On Apr 29, 2009, at 12:03 AM, Jason Gunthorpe wrote:

> I've often wondered, wouldn't it just be fine for MPI if the entire
> process address space is kept pinned, registered and consistent with
> the HCA? The process would opt in to this behavior during MPI
> startup. Similar in spirit to the all physical memory registration the
> kernel can do.
>

An interesting idea.  As I understand your idea, you essentially have  
to pre-allocate memory to all MPI processes, registering all available  
RAM.  After thinking about this a little bit, I think there are still  
a few problems, though:

- How much memory do you give to each MPI process?  (phys_ram -  
OS_overhead) / num_mpi_processes?  What if each MPI process is not  
created equal -- some need more RAM than others?  Does each MPI  
process need to know at the beginning of time the max memory that it  
might need in the future?  That could be quite difficult to know -- it  
seems like an large new restriction to impose on users.

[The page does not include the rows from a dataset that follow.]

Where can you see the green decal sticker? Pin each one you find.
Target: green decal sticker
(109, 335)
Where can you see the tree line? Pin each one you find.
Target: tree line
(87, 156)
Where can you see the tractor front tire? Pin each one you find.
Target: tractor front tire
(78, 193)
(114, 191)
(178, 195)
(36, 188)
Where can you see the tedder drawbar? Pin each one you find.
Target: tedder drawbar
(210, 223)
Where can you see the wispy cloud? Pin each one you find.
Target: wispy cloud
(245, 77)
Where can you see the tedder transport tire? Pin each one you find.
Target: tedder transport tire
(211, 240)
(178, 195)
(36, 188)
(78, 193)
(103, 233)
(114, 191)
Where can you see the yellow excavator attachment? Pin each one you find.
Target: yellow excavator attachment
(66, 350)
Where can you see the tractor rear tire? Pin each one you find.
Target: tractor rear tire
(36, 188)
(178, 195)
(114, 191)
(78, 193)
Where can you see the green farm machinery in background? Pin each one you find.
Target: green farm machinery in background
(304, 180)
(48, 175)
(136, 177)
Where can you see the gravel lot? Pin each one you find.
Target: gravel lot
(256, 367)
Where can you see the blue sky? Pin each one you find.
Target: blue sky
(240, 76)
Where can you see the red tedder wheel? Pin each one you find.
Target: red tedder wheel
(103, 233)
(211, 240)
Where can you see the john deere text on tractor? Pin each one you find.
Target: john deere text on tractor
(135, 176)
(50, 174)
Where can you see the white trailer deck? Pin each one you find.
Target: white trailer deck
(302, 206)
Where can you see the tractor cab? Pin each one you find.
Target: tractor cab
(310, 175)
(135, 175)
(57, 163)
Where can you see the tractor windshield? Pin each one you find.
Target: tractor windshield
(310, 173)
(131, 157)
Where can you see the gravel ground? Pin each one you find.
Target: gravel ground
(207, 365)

- As we head towards "manycore", the above problem will get [much]  
worse, because I think we'll be heading back to the days of running  
multiple different MPI jobs on a single machine.  These jobs will have  
no a priori knowledge of each other; if the 2nd MPI job launched on a  
machine needs more than (phys_ram - OS_overhead) / num_processors, how  
is that coordinated with the 1st MPI job that is already running on  
the same machine?

- What about any other (non-MPI) process that needs to run?  If all  
memory after the OS is registered / unswappable / allocated to MPI  
processes, then how do random processes get any memory to run?  (e.g.,  
shell scripts, daemons, ... etc.)  If you simply leave X space un- 
register specifically for such non-MPI processes, how do you decide  
the value of X?

- The preallocation/registration of memory must happen pre-main()  
because the first MPI function that is invoked (MPI_Init()) may not  
occur until well after main(), and potentially after some calls to  
malloc (etc.).  For example, the following is a valid MPI program:

int main(...) {
   int *a = malloc(...);
   MPI_Init(...);
   MPI_Send(a, ...);
   ...
}

Re-reading your brief text; I'm wondering if I missed the zen of what  
you're trying to suggest...?  If I'm off the mark, can you explain  
more?  Thanks.

-- 
Jeff Squyres
Cisco Systems